Although several alternatives exist for AWR, the best technique for complex hernias has not been elucidated. Open TAR has emerged as a novel technique with the enthusiasm of a reduction in postoperative wound complications due to limited mobilization of skin flaps. Its worldwide implementation is reflected in the higher number of publications over time. This technique has indeed shown to accomplish the principles of AWR with a large mesh in the retromuscular space and linea alba restoration. However, several drawbacks of the procedure should also be considered. Performing oTAR in complex cases such as transplant recipients, emergency or when the linea alba cannot be restored significantly increases recurrence rates (by 3 or more times). Furthermore, contrary to what is believed, oTAR is associated with considerable overall postoperative morbidity. Contamination of the field along with both patient and mesh selection are critical elements related to outcomes that should always be contemplated.

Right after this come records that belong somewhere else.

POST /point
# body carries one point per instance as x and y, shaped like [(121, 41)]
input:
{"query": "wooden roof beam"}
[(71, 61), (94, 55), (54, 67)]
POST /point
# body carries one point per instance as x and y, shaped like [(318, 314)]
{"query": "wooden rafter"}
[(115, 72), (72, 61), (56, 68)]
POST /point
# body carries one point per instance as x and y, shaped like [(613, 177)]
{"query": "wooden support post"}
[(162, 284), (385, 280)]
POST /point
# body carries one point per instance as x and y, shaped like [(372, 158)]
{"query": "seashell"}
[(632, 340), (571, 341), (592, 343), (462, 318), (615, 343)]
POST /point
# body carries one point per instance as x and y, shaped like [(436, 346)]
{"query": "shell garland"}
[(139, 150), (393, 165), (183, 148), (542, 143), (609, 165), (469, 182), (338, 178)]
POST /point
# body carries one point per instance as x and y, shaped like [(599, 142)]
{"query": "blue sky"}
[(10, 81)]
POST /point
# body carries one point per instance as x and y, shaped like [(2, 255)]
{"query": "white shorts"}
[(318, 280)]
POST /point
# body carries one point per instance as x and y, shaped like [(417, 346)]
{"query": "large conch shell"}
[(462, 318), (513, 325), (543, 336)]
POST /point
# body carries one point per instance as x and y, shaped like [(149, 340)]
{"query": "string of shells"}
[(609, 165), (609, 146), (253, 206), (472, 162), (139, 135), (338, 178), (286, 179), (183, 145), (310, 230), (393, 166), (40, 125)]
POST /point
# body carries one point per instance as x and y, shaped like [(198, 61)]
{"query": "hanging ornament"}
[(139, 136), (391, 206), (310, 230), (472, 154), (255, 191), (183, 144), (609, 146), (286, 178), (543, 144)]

On the other hand, patients’ perspective seems to balance oTAR performance because an improvement in QoL is observed, even in studies with adverse outcomes such a high recurrence rate. Overall, although only a decade has passed since the introduction of the technique, current research suggests that oTAR is a useful and versatile tool to manage complex ventral hernias as any other component separation technique. Future research on minimally invasive TAR technique will show us if the main benefits of TAR are maintained while improving morbidity rates.

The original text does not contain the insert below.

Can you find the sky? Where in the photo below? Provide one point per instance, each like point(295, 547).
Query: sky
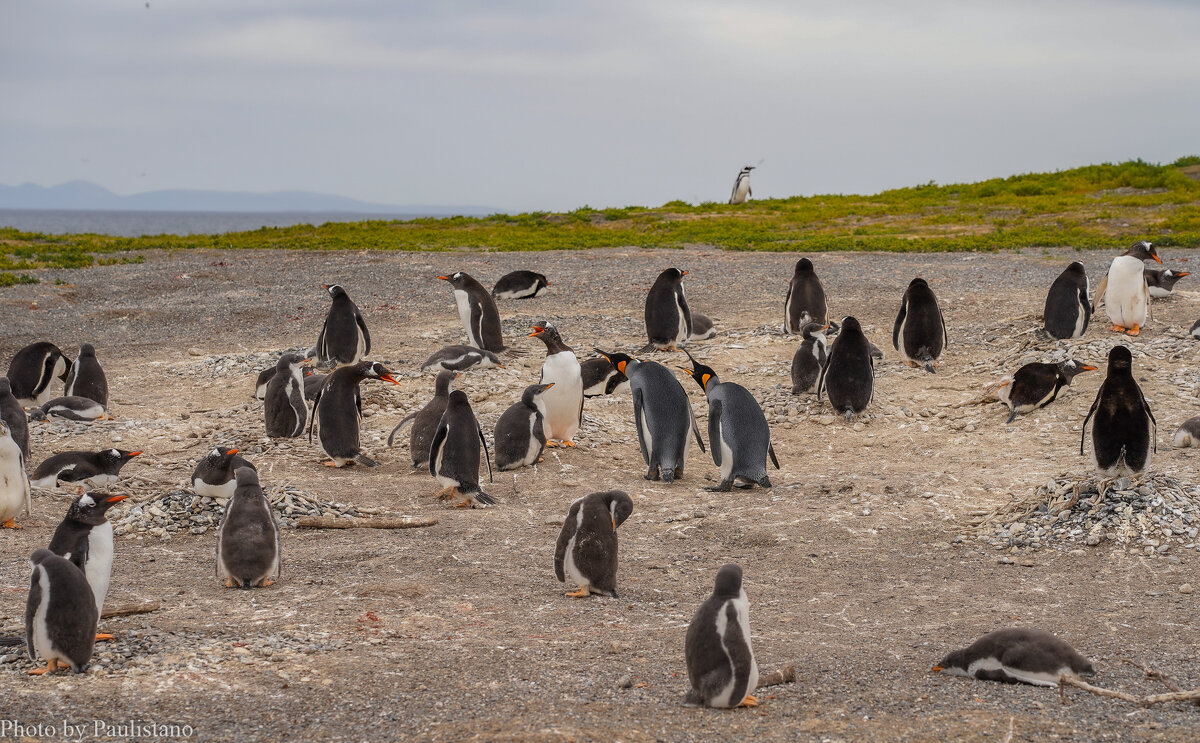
point(557, 105)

The main limitation of this meta-analysis is the retrospective nature of all included studies. In addition, the high heterogeneity found in all the analyzed outcomes could affect the results. Furthermore, although the operation has been standardized, each patient with a large and complex hernia represents a unique challenge, which further increases the heterogeneity of the results. Finally, most patients included in the analysis had obesity (mean BMI 32) and we were not able to accurately determine how this risk factor affected the outcomes of the operation.

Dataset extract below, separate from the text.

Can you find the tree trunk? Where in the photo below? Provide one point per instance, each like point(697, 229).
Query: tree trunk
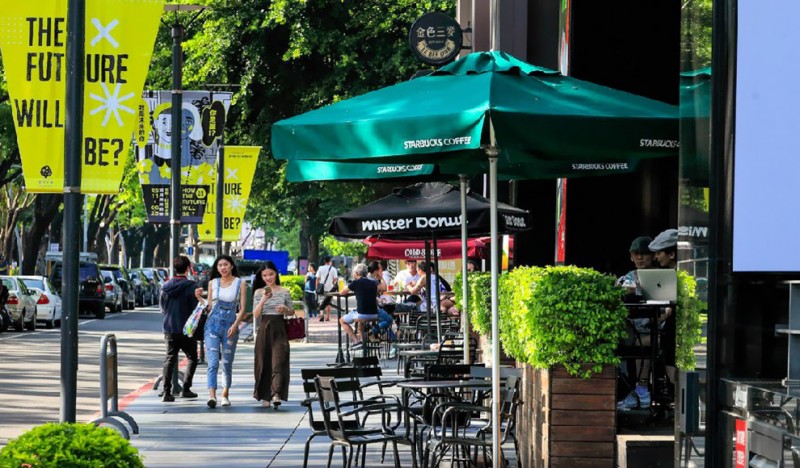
point(313, 248)
point(46, 207)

Despite these limitations, we consider that our study determines the overall performance of open TAR in a large cohort of patients and could be used as support for future investigations.

Conclusion

Open TAR is an effective and versatile technique for complex incisional hernias as it is associated with low recurrence rates and a significant improvement in QoL. However, the relatively high morbidity rates observed emphasize the necessity of further patients’ selection and preoperative optimization in order to improve outcomes.